Droit de vote
1. Actuellement, lorsque les parts de société civile, de SARL, de société en nom collectif, de société en commandite simple ou les actions de SAS (sociétés par actions simplifiées) sont grevées d'un usufruit, l'article 1844, al. 3 du Code civil prévoit que le droit de vote appartient au nu-propriétaire, sauf pour les décisions concernant l'affectation des bénéfices où il est réservé à l'usufruitier. Le quatrième alinéa du même article prévoit que les statuts de la société peuvent déroger à ces dispositions. L’article 1844 du Code civil ne s’applique pas aux sociétés anonymes et aux sociétés en commandite par actions qui bénéficient d’un régime dérogatoire prévu par l’article L 225-110 du Code de commerce aux termes duquel le droit de vote appartient à l’usufruitier dans les assemblées générales ordinaires et au nu-propriétaire dans les assemblées générales extraordinaires.
2. La proposition de loi de simplification du droit des sociétés, actuellement en discussion, précise les droits de vote de chacun (Texte AN n° 250 art. 6) :
- comme actuellement, le droit de vote appartiendrait à l’usufruitier pour les décisions concernant l’affectation des bénéfices ;
- pour les autres décisions, le droit de vote appartiendrait au nu-propriétaire mais, et c’est là une nouveauté, nu-propriétaire et usufruitier pourraient convenir que le droit de vote sera « exercé » par ce dernier ; les statuts ne pourraient pas interdire ou limiter cette convention.
En première lecture, le Sénat avait donné au nu-propriétaire la faculté de « déléguer » son droit de vote à l’usufruitier. La rédaction retenue par l’Assemblée nationale (« le nu-propriétaire et l’usufruitier peuvent convenir que le droit de vote sera exercé par l’usufruitier ») lève toute ambiguïté.
Les statuts pourraient, comme maintenant, aménager la répartition du droit de vote entre nu-propriétaire et usufruitier. Mais encore faudrait-il qu’ils ne dérogent pas au droit des biens ; par exemple, ils ne pourraient pas réserver le vote sur l’affectation des bénéfices au nu-propriétaire car cela serait contraire aux droits accordés à l’usufruitier par l’article 578 du Code civil (Cass. com. 31-3-2004 n° 624 : RJDA 6/04 n° 711).

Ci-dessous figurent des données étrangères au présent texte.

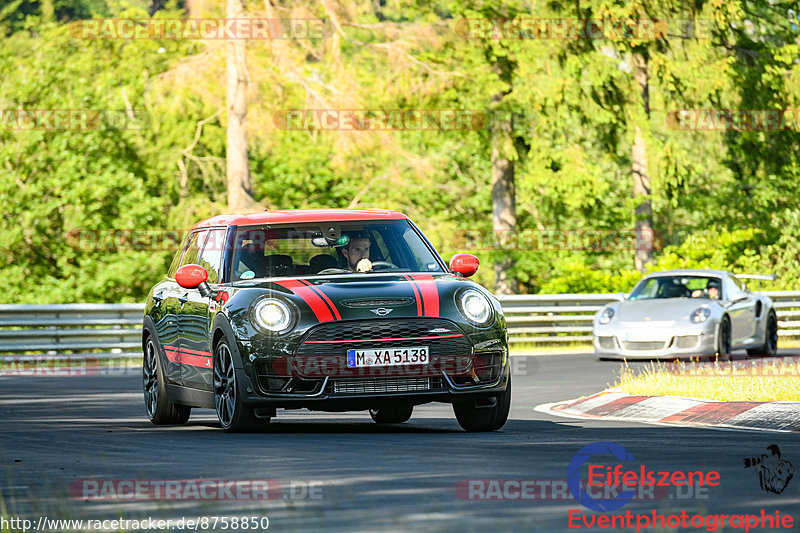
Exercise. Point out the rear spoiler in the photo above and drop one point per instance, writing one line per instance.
(765, 277)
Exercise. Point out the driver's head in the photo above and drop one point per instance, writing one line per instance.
(356, 250)
(713, 288)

Droit de participer aux décisions collectives
3. Aucune disposition légale spécifique ne régit actuellement le droit du nu-propriétaire et de l’usufruiter de participer aux assemblées. La Cour de cassation a précisé que le nu-propriétaire, parce qu'il a la qualité d'associé, peut participer à toutes les assemblées, même celles dans lesquelles le droit de vote est exercé par l'usufruitier (Cass. com. 4-1-1994 : RJDA 5/94 n° 526 ; Cass. 2e civ. 13-7-2005 n° 1252 : RJDA 11/05 n° 1224 ; Cass. com. 2-12-2008 n° 08-13.185 : RJDA 3/09 n° 231). À l’inverse, sauf dans l’hypothèse où les statuts le prévoient, l’usufruitier ne dispose pas d’un droit de participation équivalent à celui du nu-propriétaire concernant les décisions collectives pour lesquelles il ne détient pas de droit de vote, la jurisprudence récente lui déniant la qualité d’associé (Cass. 3e civ. 15-9-2016 n° 15-15.172 FS-PB : RJDA 12/16 n° 869).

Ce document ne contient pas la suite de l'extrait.